Clearly not, aside from the Khitomer accords, just a couple examples of many: In "Journey to Babel" (TOS), the Enterprise is transporting ambassadors from several Federation worlds to a conference on the admission of Coridian to the federation; the Treaty of Alliance between the Klingons and the Federation had Ambassador Sarek of Vulcan as the lead Federation diplomat, referenced in "Sarek" (TNG), etc.
[0] A clearly senior military officer described by Chancellor Gorkon as "my chief of staff", but I don't think its clear whether he was the Chancellor's CoS in a sense analogous to the White House Chief of Staff to a US President or whether his role was as a military CoS, or whether the distinction between the roles is foreign to the Klingon system of the time.
Ah, I never watched TOS much, I had some vague, and obviousoy wrong, memory aeound Picard's and Woef's involvement leading to a treaty between the Federation and the Klingons.
Agree on the denial part, especially the authors. It shows in little stuff, like episodes in which Starfleet would extradite one of their officers to a nation they are at war with, no thought about any other function than officers...
I still love it, especially DS9. But there are some aspects that just rubb me the wrong way now that didn't bother me back the day.
IIRC, and I'd have to research the details, but the existing Treaty of Alliance between the Federation and the Klingon Empire (something much later than the Khitomer Accords, back-figured from other references to be ca. 10-20 years pre-TNG, IIRC) and the need to save it was used as leverage to get Picard involved as Arbiter of the Succession, and so tied into that whole Picard/Worf storyline.

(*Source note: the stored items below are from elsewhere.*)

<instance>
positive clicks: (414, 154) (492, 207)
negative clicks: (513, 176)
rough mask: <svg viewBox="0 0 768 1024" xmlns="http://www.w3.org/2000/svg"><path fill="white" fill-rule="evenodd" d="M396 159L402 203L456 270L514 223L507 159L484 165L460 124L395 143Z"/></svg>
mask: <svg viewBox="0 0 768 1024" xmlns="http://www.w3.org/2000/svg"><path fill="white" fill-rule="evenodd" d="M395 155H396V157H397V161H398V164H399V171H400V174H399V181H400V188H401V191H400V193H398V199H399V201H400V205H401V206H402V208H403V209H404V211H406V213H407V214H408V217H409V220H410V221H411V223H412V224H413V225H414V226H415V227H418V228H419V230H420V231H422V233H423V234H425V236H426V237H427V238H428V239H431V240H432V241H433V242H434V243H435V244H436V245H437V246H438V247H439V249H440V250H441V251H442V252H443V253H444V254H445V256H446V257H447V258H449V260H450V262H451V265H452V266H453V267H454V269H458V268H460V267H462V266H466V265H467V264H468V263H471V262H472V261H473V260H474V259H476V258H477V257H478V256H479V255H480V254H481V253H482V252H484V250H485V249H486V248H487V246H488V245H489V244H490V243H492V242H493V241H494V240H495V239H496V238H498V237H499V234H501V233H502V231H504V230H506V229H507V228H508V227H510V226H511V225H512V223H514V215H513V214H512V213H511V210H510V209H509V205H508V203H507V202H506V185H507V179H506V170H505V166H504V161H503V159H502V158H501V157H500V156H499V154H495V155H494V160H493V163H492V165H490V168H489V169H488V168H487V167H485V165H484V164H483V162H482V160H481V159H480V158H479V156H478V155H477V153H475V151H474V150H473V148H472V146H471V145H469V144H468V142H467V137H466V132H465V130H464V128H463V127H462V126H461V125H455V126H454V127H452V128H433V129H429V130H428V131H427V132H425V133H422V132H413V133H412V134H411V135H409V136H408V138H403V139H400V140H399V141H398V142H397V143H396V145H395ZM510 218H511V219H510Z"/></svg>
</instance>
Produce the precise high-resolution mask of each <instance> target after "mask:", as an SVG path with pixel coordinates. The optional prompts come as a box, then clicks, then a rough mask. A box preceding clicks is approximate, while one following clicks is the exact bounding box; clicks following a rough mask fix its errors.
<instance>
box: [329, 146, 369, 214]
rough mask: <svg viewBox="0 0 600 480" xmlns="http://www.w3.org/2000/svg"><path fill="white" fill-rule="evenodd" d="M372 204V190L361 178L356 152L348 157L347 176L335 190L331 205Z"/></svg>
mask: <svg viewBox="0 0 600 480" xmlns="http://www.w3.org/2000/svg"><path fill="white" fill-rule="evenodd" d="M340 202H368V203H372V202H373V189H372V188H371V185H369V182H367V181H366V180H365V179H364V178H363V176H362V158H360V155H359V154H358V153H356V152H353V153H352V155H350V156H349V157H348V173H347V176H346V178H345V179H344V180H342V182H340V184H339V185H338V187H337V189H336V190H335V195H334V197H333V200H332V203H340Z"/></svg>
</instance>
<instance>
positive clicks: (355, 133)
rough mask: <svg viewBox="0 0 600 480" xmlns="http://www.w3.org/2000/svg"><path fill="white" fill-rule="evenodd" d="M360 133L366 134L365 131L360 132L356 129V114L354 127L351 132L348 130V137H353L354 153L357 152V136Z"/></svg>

And yes, this is the same Dominion War that was referenced in the last season of the Picard series.
OTOH, DS9 is the only Star Trek that my wife will willingly watch with me; she finds the others too campy. As another data-point she likes the dominion war arc as much or more than B5, which was her favorite sci-fi series previously.
I might also be slightly biased in favor of cardassian plots and actors, if only for Stewart's acting in Chain of Command.
The dominion and bjoran plots didn't really resonate with me at all, unfortunately.
Even saying that though, I don’t think you can say one is better than the other. I can see why your wife likes them both though.
I know; they were even aired in the same timeslot (IIRC Wednesdays at 7) where I lived, and I had a prior engagement on Wednesday nights and only one VCR, so I had to pick which one to record. I settled on B5.
I didn't watch all of DS9 until it was on Netflix.